Location
- 3740 Spratt Road Gloucester, Ontario, K1V 2M1 Canada 45°17′26.2″N 75°40′08.7″W﻿ / ﻿45.290611°N 75.669083°W

Information
- School type: Catholic High School
- Established: 2009 (Grades 7-10) 2010 (Grades 11-2)
- School board: Ottawa Catholic School Board
- Principal: Tanya Noble-Moore
- Chaplain: Paul Kozak
- Grades: 7-12
- Enrollment: 2100
- Language: English, French
- Colours: Garnet, Gold
- Mascot: Wile E. Coyote
- Team name: Coyotes
- Website: http://fxh.ocsb.ca/

= St. Francis Xavier Catholic High School =

St. Francis Xavier Catholic High School, SFX, St. FX is a high school in Ottawa, Ontario, Canada, in the Ottawa Catholic School Board. The school serves grades 7-12 and opened in 2009. It is located in Gloucester and mainly serves the communities of Riverside South and Gloucester.

==History==
St. Francis Xavier opened in 2009, the first high school built in an area with a growing population; it drew students from local public high schools as well as from St. Patrick's High School, St. Mark Catholic High School, and St. Pius X High School.

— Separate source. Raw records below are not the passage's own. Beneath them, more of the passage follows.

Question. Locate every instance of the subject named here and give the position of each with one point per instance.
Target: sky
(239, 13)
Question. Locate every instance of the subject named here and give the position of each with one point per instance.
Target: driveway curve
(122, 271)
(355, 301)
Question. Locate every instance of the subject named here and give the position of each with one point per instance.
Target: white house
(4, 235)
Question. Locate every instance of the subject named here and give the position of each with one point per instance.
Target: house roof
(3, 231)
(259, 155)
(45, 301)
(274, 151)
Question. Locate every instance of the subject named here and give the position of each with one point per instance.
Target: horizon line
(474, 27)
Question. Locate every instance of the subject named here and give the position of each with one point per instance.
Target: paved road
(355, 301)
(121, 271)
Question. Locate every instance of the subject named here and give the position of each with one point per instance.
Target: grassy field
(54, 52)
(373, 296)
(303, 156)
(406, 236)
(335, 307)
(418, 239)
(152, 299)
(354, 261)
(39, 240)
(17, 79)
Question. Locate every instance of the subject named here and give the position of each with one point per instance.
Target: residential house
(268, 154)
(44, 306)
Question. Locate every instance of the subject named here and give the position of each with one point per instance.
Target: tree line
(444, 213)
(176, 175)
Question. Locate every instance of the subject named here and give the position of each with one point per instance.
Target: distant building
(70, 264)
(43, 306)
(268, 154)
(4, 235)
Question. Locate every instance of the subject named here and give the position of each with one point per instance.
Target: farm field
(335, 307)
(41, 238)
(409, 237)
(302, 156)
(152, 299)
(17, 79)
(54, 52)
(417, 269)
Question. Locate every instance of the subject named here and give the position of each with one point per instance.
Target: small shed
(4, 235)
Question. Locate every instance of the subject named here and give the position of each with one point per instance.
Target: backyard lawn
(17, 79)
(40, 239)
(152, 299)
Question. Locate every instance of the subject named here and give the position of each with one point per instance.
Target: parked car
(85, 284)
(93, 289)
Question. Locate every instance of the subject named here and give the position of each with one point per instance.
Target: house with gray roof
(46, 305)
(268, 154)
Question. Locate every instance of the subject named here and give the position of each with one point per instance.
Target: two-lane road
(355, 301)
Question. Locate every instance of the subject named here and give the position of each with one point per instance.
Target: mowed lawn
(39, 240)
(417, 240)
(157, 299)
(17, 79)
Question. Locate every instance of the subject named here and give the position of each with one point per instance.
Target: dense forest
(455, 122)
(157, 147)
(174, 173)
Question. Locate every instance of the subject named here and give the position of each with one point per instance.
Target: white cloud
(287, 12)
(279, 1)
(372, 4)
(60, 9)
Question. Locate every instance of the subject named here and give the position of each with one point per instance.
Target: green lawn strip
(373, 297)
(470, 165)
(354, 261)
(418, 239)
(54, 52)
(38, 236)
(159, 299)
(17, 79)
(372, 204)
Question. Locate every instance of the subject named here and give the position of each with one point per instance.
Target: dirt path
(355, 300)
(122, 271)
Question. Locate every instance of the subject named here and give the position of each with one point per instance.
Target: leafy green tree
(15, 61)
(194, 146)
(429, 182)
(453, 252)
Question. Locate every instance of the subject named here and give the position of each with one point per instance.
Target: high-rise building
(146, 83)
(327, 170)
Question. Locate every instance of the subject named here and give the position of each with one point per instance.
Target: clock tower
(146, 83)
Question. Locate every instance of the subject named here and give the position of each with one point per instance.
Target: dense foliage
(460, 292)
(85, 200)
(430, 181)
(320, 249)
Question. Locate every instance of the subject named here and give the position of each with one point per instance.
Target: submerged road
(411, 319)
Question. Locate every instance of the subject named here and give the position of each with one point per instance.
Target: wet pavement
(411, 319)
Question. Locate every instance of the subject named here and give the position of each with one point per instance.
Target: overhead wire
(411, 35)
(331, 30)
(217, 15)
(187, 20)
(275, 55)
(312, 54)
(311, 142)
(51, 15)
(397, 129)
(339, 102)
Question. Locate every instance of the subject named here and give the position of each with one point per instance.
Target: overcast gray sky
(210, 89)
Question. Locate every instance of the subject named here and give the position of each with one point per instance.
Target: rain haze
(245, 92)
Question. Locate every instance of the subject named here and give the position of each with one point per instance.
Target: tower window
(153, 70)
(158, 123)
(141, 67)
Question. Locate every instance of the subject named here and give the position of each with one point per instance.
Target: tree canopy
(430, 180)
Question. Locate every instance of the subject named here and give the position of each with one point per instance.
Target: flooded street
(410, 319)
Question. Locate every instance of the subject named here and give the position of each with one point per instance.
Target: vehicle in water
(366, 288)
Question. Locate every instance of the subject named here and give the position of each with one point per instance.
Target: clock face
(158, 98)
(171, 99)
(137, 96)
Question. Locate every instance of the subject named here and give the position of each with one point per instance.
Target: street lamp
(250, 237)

The first class graduated in June 2011.

In early 2025, a former teacher at the school plead guilty to inappropriate relations with her students. While in custody, she died on 12 March 2025, at the age of 42 from cancer. The case was abated by death by Ontario Court Justice Michael Boyce.

==Athletics==
The school's teams are the Coyotes. It joined the National Capital Secondary School Athletic Association for its first season, 2009–10, when it planned to compete in basketball and soccer (senior and junior boys and girls), volleyball (senior girls and junior boys), football (junior boys), golf, hockey (boys and girls), cross-country running, track and field, curling, wrestling, cross-country and Alpine skiing, snowboarding, badminton, and field lacrosse.

==Notable alumni==

- Daniel McInnis, class of 2015, patented a hockey helmet and a 3D scanner for bone transplants and prosthetics fabrication and won science fair awards and a scholarship to the University of Toronto.
- Researcher Eva Garanzotis graduated from St. Francis Xavier in 2022. She is working on a thesis project focusing on the role of MAIT cells in bladder cancer.

== Student life ==
Students of all grades can participate in extracurriculars, such as band, play, and student council. There are also numerous clubs, such as the board game club, chess club, book club, wrestling club, and ski club and more.